If they believed that they were doing the best possible job they’d have the confidence to proclaim UNDER NEW MANAGEMENT! The fact that they don’t tells us something, doesn’t it?

And yet, as a great sage of the industry observed to me recently, there are good big ‘uns and bad little ‘uns — and the other way about. Yes, there are some nasty little tykes out there, and some really top-notch branches of the big ‘uns.

We get very few scandals in the UK funeral industry but we do get muddles and screw-ups. It is famous in the industry that these are normally committed by the Co-ops. Here’s an example:

On 1 September this year the funeral for a Leeds woman, a stickler, in life, for punctuality, was arranged by Co-op Funeralcare for 2.20 at Lawnswood crematorium. The hearse and 2 limousines didn’t get to her daughter Kathleen Gamble’s house until 2.40. Fortunately, the crem was able to accommodate the delay. On a busy day, it wouldn’t. Mrs Gamble was furious: “Somebody should be held accountable for making a really sad day for us even more traumatic, emotional and stressful. My mother was never late for anything and then she turned up late to her own funeral.”

There’s Greenwich Mean Time and there’s Funeral Directors’ Time. FDT makes GMT look sloppy and inexact. Funeral directors, you’ll be interested to know, obsess about time. When, on a recent Holby, the cortege for a 12 o’clock funeral pulled up at a quarter to, all the watching undertakers dived behind their sofas, heads in hands. A well run cortege arrives bang on the dot, no earlier, no later. The Co-op’s crime in Leeds was, in funeralworld, well, horrible.

Funeralcare has a multitude of administrative systems designed to make its operation (literally) idiot-proof. In this case, they blamed their howler on a “communication breakdown”. We can only speculate on what really happened. It looks as if the idiots won.

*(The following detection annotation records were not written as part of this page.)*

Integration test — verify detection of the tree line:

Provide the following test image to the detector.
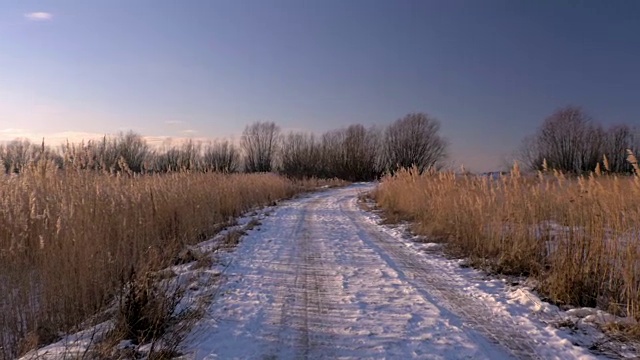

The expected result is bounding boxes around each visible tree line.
[0,106,640,181]
[517,106,640,174]
[0,113,448,181]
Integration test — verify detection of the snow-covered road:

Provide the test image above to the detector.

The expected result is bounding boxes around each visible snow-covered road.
[187,185,593,359]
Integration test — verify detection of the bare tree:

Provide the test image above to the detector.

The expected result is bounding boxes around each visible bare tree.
[604,125,640,173]
[203,140,240,173]
[241,122,280,172]
[153,139,202,172]
[384,113,447,172]
[280,132,322,178]
[520,106,606,173]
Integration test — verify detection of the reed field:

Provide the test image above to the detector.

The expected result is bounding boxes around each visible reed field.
[0,160,340,359]
[373,153,640,334]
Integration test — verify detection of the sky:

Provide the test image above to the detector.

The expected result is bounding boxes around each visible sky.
[0,0,640,171]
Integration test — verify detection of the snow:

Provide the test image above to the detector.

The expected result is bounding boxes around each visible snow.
[20,184,638,359]
[186,184,616,359]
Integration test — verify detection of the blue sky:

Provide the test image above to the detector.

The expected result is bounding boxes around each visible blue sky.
[0,0,640,170]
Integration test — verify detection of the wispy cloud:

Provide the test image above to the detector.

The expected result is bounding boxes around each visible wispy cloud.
[24,11,53,21]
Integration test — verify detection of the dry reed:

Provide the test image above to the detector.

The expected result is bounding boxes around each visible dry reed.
[374,162,640,330]
[0,161,338,359]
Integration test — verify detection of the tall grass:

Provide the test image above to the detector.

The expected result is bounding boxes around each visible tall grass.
[0,161,336,359]
[374,159,640,326]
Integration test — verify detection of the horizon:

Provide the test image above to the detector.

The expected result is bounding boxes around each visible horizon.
[0,0,640,172]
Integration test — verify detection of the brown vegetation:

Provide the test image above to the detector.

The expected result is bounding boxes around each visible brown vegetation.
[0,160,338,358]
[374,158,640,332]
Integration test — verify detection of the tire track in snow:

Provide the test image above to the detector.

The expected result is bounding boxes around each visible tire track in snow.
[188,186,587,360]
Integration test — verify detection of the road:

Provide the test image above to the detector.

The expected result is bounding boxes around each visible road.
[190,185,593,359]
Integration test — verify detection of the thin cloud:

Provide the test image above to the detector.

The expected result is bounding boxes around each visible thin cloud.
[24,11,53,21]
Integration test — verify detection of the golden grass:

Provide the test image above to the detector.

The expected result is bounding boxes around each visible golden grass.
[374,166,640,326]
[0,161,338,358]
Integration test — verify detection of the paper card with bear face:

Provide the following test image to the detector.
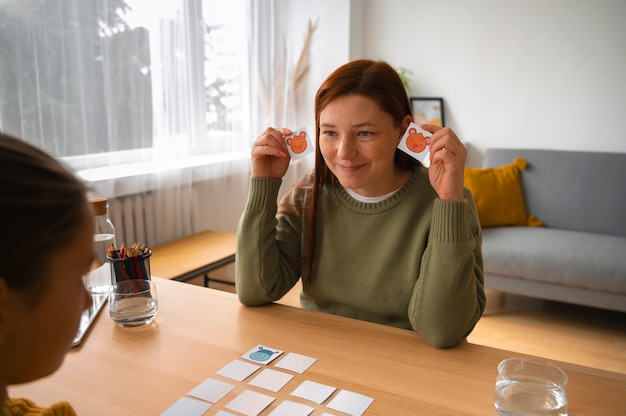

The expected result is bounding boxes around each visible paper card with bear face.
[285,127,313,160]
[398,123,432,167]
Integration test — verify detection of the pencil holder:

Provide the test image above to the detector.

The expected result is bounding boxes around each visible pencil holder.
[107,251,152,284]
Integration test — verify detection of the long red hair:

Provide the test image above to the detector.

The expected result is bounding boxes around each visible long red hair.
[303,59,419,285]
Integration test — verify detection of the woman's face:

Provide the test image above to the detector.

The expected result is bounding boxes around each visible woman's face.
[319,94,410,197]
[0,202,94,384]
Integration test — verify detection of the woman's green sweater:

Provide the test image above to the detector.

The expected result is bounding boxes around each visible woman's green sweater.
[236,167,485,348]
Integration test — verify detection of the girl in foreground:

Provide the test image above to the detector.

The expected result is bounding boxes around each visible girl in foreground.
[0,133,94,416]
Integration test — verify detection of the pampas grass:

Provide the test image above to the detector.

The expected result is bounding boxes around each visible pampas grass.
[259,19,319,128]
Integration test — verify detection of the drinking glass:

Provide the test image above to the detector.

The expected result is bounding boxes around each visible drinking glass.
[109,279,158,327]
[494,358,567,416]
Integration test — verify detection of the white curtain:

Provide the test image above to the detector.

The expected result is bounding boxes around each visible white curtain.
[0,0,320,244]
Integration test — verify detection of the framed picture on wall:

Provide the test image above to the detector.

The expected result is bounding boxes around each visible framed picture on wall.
[411,97,446,127]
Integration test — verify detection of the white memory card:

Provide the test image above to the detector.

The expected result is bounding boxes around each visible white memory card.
[398,123,432,167]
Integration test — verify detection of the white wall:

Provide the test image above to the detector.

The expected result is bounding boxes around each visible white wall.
[351,0,626,165]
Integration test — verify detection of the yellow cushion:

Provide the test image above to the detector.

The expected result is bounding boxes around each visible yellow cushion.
[465,158,543,228]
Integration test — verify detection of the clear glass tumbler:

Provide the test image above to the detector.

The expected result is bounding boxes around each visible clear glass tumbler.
[494,358,567,416]
[109,279,158,327]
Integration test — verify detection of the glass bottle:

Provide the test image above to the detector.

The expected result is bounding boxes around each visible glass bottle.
[84,198,117,293]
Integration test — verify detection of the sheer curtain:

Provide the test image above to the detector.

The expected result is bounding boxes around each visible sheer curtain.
[0,0,320,244]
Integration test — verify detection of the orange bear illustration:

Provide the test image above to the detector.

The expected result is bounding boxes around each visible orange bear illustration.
[287,131,307,154]
[406,128,427,153]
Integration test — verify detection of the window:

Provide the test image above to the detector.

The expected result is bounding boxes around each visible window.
[0,0,248,168]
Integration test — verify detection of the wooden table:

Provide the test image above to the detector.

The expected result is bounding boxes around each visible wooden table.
[9,279,626,416]
[150,230,237,286]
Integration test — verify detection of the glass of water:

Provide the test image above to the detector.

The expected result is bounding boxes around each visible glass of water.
[494,358,567,416]
[109,279,158,327]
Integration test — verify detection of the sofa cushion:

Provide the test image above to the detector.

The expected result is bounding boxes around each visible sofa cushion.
[483,148,626,237]
[483,227,626,294]
[464,158,541,228]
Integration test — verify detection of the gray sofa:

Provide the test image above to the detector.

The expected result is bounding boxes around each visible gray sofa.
[483,149,626,312]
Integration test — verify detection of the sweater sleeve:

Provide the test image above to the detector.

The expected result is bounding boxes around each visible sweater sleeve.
[5,398,76,416]
[409,190,486,348]
[235,177,300,306]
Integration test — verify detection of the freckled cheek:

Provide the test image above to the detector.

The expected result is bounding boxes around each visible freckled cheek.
[319,140,337,163]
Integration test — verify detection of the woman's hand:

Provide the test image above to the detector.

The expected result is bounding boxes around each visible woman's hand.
[251,127,293,179]
[420,124,467,201]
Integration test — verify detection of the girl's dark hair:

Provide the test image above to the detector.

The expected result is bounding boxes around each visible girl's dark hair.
[0,133,88,301]
[304,59,419,285]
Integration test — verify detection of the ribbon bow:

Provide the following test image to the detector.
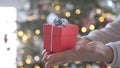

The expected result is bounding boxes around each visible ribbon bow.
[54,18,68,27]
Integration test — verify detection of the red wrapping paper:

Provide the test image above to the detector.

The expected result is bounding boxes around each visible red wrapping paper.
[43,24,79,52]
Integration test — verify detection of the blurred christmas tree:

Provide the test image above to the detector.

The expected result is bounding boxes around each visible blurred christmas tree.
[17,0,119,68]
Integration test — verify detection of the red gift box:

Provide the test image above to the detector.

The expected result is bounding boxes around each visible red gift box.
[43,24,79,52]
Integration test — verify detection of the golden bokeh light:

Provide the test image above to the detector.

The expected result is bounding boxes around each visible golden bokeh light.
[81,27,87,33]
[90,25,95,30]
[40,14,46,20]
[96,9,102,14]
[27,55,32,59]
[18,31,24,37]
[34,64,40,68]
[75,9,81,14]
[99,17,104,22]
[55,5,61,11]
[35,29,40,35]
[65,12,71,17]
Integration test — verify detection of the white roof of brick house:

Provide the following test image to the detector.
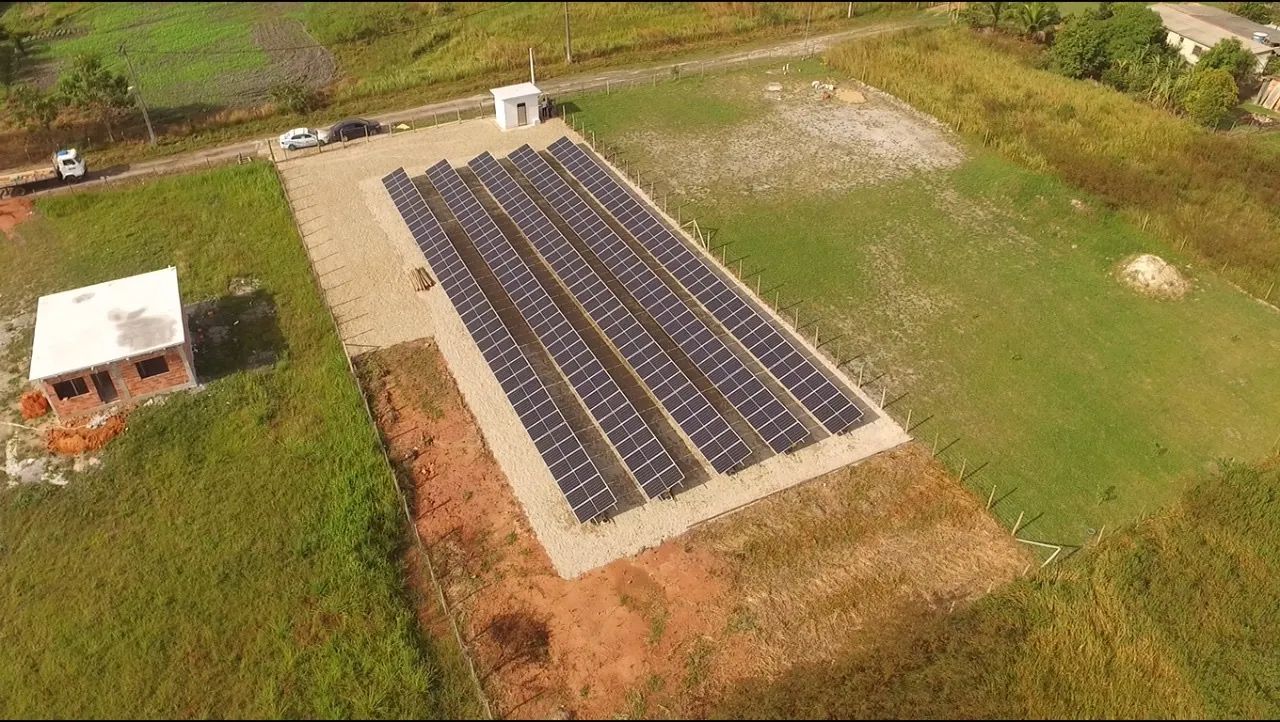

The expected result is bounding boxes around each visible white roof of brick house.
[1151,3,1277,55]
[489,83,543,101]
[28,268,187,381]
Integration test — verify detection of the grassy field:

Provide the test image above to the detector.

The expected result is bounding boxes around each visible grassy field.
[0,3,269,109]
[0,165,476,718]
[0,3,910,122]
[576,67,1280,543]
[828,28,1280,297]
[719,455,1280,719]
[301,3,901,104]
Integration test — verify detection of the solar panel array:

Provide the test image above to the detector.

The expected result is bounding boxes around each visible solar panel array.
[383,169,617,521]
[426,161,685,499]
[467,146,751,474]
[548,138,863,434]
[509,146,809,452]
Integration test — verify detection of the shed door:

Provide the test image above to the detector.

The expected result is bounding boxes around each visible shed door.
[92,371,120,403]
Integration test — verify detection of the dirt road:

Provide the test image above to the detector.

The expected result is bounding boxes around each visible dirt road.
[17,18,937,196]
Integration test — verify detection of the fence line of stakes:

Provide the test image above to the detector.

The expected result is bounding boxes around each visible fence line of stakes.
[271,163,494,719]
[568,88,1080,568]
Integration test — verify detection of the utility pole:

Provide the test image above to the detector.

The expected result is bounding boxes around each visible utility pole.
[120,45,156,147]
[804,3,813,58]
[564,3,573,65]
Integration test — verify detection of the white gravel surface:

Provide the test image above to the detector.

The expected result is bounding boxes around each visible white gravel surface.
[282,119,909,577]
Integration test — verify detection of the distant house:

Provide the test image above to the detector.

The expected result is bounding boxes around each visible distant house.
[1151,3,1280,72]
[29,268,196,420]
[489,83,543,131]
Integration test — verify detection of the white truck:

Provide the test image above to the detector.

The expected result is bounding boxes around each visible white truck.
[0,148,88,198]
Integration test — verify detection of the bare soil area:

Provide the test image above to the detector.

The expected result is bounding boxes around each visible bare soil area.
[357,342,1027,718]
[623,70,964,198]
[0,197,35,241]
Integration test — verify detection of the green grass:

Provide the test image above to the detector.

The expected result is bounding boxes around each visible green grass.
[3,3,269,109]
[718,465,1280,719]
[0,164,476,718]
[0,3,921,165]
[576,60,1280,543]
[828,28,1280,297]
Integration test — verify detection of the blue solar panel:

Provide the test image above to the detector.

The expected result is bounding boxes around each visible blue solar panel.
[383,169,617,521]
[467,151,751,474]
[548,138,863,434]
[511,146,809,452]
[426,161,685,499]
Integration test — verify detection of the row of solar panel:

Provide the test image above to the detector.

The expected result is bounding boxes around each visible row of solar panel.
[384,138,861,521]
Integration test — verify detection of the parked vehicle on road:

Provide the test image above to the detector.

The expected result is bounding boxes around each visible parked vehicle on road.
[329,118,383,142]
[280,128,329,150]
[0,148,88,198]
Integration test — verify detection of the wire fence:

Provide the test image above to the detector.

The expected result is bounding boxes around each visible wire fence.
[271,163,494,719]
[562,72,1101,574]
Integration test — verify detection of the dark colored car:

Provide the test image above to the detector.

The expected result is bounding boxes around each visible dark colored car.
[329,118,383,143]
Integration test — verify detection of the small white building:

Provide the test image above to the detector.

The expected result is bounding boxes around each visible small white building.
[489,83,543,131]
[28,268,196,420]
[1151,3,1280,72]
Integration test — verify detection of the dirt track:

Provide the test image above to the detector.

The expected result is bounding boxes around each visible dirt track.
[360,342,1027,718]
[15,20,922,202]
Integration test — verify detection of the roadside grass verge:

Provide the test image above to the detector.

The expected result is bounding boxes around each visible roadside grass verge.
[0,3,915,166]
[576,67,1280,544]
[718,462,1280,719]
[0,164,477,718]
[827,28,1280,301]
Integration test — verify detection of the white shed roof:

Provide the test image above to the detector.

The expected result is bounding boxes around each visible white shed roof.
[1151,3,1272,55]
[489,83,543,101]
[28,268,187,380]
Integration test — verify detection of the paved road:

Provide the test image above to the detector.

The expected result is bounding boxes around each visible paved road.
[17,18,937,195]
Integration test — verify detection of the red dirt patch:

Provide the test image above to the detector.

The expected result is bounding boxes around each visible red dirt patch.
[20,390,49,421]
[45,415,124,456]
[357,342,1025,718]
[0,197,35,241]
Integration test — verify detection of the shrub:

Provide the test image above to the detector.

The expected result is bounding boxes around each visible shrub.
[1196,37,1258,90]
[1226,3,1275,24]
[1181,68,1239,128]
[1050,10,1108,78]
[1103,3,1167,63]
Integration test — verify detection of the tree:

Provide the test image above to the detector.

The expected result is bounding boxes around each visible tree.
[5,83,58,133]
[58,55,133,142]
[1196,37,1258,90]
[1103,3,1169,61]
[1181,68,1239,128]
[1226,3,1275,24]
[1012,3,1062,42]
[964,3,1011,29]
[1050,10,1107,78]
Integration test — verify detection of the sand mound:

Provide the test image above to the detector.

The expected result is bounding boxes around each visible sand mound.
[1120,253,1192,298]
[22,390,49,421]
[45,416,124,456]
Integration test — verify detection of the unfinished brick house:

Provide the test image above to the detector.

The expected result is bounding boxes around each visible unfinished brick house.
[29,268,196,420]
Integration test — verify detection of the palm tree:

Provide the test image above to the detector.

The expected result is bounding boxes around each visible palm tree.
[1014,3,1062,42]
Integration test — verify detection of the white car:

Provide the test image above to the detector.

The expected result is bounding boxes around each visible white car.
[280,128,329,150]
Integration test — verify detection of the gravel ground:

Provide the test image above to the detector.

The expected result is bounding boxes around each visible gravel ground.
[282,119,909,579]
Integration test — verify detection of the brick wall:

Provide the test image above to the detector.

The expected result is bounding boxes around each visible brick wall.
[40,346,191,420]
[40,373,102,419]
[116,348,191,398]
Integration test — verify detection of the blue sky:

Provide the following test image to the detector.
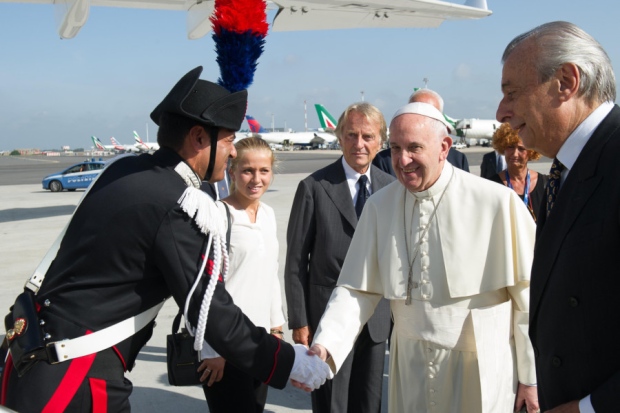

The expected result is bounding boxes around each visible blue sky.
[0,0,620,150]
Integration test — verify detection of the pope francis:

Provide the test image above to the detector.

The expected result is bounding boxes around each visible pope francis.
[311,103,538,413]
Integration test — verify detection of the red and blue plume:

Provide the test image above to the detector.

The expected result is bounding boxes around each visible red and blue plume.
[210,0,269,92]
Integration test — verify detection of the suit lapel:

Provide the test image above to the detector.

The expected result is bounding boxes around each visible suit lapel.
[320,157,357,228]
[370,164,393,194]
[530,106,620,317]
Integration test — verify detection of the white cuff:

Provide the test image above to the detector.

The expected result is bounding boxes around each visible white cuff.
[579,394,596,413]
[200,340,221,360]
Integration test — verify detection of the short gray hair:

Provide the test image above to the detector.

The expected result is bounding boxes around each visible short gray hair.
[334,102,387,142]
[409,88,443,113]
[502,21,616,103]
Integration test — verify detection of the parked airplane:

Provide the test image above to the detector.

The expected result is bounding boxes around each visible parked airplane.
[456,119,501,144]
[133,131,159,152]
[90,136,116,152]
[7,0,491,39]
[245,115,336,147]
[110,137,143,153]
[413,87,501,144]
[314,103,338,131]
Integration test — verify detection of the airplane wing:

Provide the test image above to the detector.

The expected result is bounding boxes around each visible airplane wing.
[272,0,491,31]
[0,0,491,39]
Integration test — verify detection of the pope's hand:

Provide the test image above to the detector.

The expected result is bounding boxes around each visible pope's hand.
[290,344,334,391]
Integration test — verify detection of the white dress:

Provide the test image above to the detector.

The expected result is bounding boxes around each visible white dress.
[314,165,536,413]
[202,202,286,358]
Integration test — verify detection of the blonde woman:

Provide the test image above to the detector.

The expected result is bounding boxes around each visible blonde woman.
[490,123,548,221]
[199,138,285,413]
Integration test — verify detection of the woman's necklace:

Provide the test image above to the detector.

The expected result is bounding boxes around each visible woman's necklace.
[403,169,454,305]
[505,169,530,207]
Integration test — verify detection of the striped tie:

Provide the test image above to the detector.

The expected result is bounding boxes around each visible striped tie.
[547,158,565,216]
[355,175,368,218]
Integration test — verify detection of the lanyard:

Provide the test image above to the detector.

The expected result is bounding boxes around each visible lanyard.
[505,169,530,206]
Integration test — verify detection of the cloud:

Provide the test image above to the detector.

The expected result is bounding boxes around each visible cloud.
[453,63,473,81]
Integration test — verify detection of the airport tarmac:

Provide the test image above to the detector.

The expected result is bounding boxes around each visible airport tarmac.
[0,148,551,413]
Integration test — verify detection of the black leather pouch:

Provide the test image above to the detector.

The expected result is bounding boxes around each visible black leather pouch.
[4,290,48,377]
[166,312,202,386]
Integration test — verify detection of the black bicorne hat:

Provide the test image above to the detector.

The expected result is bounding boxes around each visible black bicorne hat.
[151,66,248,131]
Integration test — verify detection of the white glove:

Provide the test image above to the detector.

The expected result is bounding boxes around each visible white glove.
[291,344,334,390]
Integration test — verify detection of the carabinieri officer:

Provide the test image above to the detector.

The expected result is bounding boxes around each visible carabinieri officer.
[1,67,330,413]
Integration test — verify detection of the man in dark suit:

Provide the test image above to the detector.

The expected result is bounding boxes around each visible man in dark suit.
[497,22,620,413]
[480,151,506,179]
[284,103,394,413]
[372,89,469,176]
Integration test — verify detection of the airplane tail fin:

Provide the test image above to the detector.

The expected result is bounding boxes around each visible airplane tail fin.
[90,136,105,151]
[443,113,458,131]
[110,136,125,151]
[133,131,146,146]
[314,103,338,130]
[245,115,266,133]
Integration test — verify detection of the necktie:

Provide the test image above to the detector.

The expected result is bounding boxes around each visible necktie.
[547,158,565,216]
[355,175,368,218]
[496,155,506,173]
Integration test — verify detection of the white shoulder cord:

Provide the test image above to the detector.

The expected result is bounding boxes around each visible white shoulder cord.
[178,186,228,355]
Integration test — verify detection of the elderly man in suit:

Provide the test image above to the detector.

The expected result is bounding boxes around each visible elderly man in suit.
[284,102,394,413]
[497,22,620,413]
[372,89,469,176]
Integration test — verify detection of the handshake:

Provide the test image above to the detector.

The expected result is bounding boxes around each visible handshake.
[290,344,334,391]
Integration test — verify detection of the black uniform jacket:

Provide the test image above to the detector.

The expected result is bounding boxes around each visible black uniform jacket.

Could the little independent family firm for whose clients I lead funerals have committed such a howler? Absolutely not. How do I know? Because, simply, I know how much they care. Every funeral is, for them, an event, not just another job.

Even a moron-proof admin system will not be proof against an employee who doesn’t care enough or is too busy.

When Funeralcare finally got around to explaining their cock up to Mrs Gamble more than three weeks later, this was her response: “Apparently plans are in place to prevent it from happening again but I just don’t believe them. We feel completely fobbed off and let down.”

We know how she feels. This blog has invited Funeralcare on three occasions to write and tell us about its ethos and, despite promising to do so, it has failed. It is incredible that, given a free opportunity to target consumers, talk about itself and get us all to love it, Funeralcare goes on passing up the chance, falling into contempt and letting down its best employees into the bargain.

To what do we ascribe this? Arrogance? Complacency? Stupidity?

Let’s be kind. Let’s put it down to a “communications breakdown” and hope that “plans are in place to prevent it from happening again”. The only reason why this blog presents a one-sided view of Funeralcare is because they won’t rise to their defence. I believe that there are two sides to this story. Readers will form their own judgement.

For the fourth time I shall now write to Funeralcare, asking them to respond, refute — and advertise for free.